▲ 2 r/JobSearchAndResumes+1 crossposts

the reason you're invisible to recruiters might be a single word buried somewhere on your resume from five years ago

ok so this one genuinely made my stomach drop when i figured it while stalking my recruiter friend out and i haven't seen anyone talk about it clearly so here goes.

everyone knows recruiters search for keywords. "Senior Data Analyst" AND "SQL" AND "Python." your resume has those words, you show up. it doesn't, you don't. fine, most people kind of get that part by now.

what nobody mentions is the other side of that search. the NOT.

recruiters also filter OUT. they type things like "Senior Data Analyst" AND "Python" NOT "Junior." and the system hides every single resume that contains the word Junior anywhere on the page. not just in your current title. anywhere. a bullet point from 2018. a project name. a certification level. a previous role you listed six jobs ago. doesn't matter when or where it appears. one match and you're gone.

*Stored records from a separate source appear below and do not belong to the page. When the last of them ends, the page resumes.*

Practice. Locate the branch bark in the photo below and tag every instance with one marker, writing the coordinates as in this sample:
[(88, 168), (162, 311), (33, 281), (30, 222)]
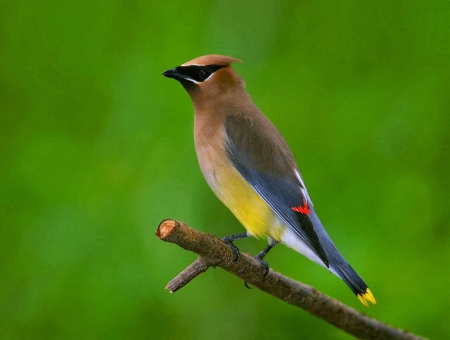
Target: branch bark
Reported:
[(214, 252)]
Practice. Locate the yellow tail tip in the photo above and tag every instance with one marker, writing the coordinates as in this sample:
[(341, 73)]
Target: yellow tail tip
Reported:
[(367, 296)]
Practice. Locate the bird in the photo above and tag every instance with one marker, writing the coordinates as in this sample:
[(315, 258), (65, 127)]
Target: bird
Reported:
[(251, 169)]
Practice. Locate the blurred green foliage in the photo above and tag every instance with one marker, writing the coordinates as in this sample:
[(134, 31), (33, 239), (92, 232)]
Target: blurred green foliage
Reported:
[(96, 149)]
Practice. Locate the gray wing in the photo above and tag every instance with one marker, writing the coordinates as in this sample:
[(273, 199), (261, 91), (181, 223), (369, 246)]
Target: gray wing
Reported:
[(269, 167)]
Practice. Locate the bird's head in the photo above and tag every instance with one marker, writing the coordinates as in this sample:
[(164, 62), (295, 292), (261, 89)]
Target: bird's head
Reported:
[(207, 76)]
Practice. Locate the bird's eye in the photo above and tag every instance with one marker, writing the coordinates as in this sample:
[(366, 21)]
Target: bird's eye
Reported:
[(203, 74)]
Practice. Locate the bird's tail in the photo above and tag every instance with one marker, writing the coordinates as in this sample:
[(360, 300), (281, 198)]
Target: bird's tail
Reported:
[(354, 282), (340, 267)]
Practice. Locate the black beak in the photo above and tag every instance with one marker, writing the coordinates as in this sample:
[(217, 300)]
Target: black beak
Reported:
[(173, 73)]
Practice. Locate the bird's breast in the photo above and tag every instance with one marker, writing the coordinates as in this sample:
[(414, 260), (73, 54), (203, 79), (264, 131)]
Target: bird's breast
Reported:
[(234, 191)]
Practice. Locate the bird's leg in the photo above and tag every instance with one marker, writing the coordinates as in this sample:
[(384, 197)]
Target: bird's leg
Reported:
[(263, 253), (228, 240)]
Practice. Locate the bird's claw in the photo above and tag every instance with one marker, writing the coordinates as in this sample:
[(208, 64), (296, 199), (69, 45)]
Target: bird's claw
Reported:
[(264, 264), (235, 249)]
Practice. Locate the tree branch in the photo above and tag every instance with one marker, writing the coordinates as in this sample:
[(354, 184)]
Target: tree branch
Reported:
[(214, 252)]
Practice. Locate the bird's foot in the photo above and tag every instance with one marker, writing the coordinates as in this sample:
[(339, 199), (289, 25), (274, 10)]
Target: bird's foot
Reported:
[(228, 240), (263, 263)]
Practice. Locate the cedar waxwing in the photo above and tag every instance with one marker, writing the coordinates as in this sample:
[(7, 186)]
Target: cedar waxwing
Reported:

so you've been a senior analyst for four years. fully qualified. but you listed "Junior Data Analyst" as your first job out of college at the bottom of page two and you have no idea that word is quietly making you disappear from searches you should absolutely be showing up in.

same thing happens with other filters. "NOT contract." "NOT intern." "NOT part time." if any of those words live anywhere on your resume, a recruiter who runs that filter never sees you. even if everything else is a perfect match.

and here's what got me. this isn't something recruiters are doing maliciously. they're trying to cut a pile of 600 down to something manageable. the NOT filter is the fastest way to do it. but nobody tells candidates it exists, so you're getting filtered out by a word you didn't know was a problem.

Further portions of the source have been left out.